Saímos bem de nosso bunker. Havia um carro nos esperando, fomos levados em direção ao meu castelo. Pessoas de nossa seita formaram um corredor e levantavam e baixavam os braços fazendo reverência a mim. Na chegada, alguns de meus melhores guerreiros nos esperavam do jeito que sempre imaginei, vestiam roupas compridas na cor preta e carregavam incensos cheirosos. Tudo muito lindo, o que um verdadeiro rei, um verdadeiro Deus merece, eu tive. Agradeci meneando a cabeça, olhei para o lado e vi Maria com um riso tímido no canto da boca, parecia que estava entendendo o processo, mas ao passar nos portões ela gritou nomes de santos e começou a rezar “Ave Maria”, exagerou, teria que ser “Ave Edward”, apenas isso. Lembrei-me de uma das conversas com dona Magnólia e dei dois beijos em seu rosto, e sem que eu precisasse dizer qualquer palavra, meus guerreiros viram que eu estava brincando de Judas e a levaram à cruz.

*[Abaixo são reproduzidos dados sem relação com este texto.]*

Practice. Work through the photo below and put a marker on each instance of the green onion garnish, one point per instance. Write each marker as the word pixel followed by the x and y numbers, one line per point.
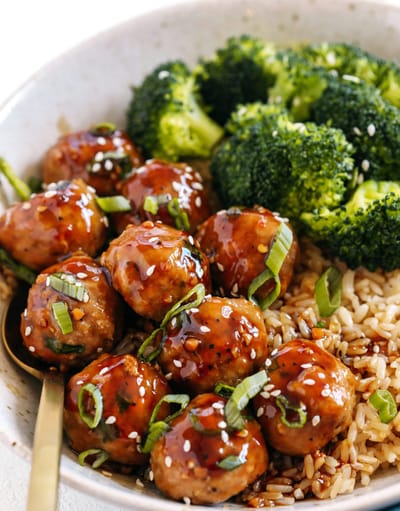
pixel 274 261
pixel 95 393
pixel 67 284
pixel 61 314
pixel 101 457
pixel 328 291
pixel 103 129
pixel 19 186
pixel 283 404
pixel 150 204
pixel 21 272
pixel 157 428
pixel 199 292
pixel 232 462
pixel 180 217
pixel 62 348
pixel 246 390
pixel 385 403
pixel 113 204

Aqui de minha sacada a vejo, ela não entendeu que eu tenho tudo que eu quero, tenho todas que quero, não preciso dela, mas mesmo assim vou aguardar alguns dias, vou ver se será tão resistente a dor como fomos em nosso bunker e talvez mude de ideia e não a crucifique. Talvez a mantenha dentro de um buraco feito aqui em meus aposentos. Não! Isso não! Seria muito cruel... Comigo.

Não aguentaria o cheiro católico que desprendia daquele corpo, acho que mandarei acabar logo com isso. Sou muito indeciso, às vezes, minha principal decisão foi criar um mundo melhor para mim, e isso deu certo, tenho tudo o que preciso... Tudo.

“Nossa vida mudará quando Deus Edward recuperar o poder dele roubado por falsos profetas e casas amaldiçoadas.”

E mudou, tudo foi recuperado. Como consegui? Poder de persuasão, alguns tentaram durante nossa longa história e não conseguiram, mas deixaram boas dicas de como fazer e também do que não repetir.

Agora espero que essas pessoas que tiveram que perder as suas medíocres vidas crentes entendam que quando voltarem para essa terra terão de aprender que só existe um Deus e ele se chama Edward.

O que aconteceu com Maria? Não sei, não lembro mais das coisas que me fizeram mal, que tentaram me trair ou que não acreditaram nessa nova vida... Perderam, não estão mais entre nós...

“Porque todos que nascerão nessa esfera infinita saberão que apenas um Deus será louvado e ele se chama Edward.”

Ano 1 - Versículo 1 – Edward Voltaire Omus Vivencius - EVOV

TEMA: Fanatismo religioso e Teoria da conspiração.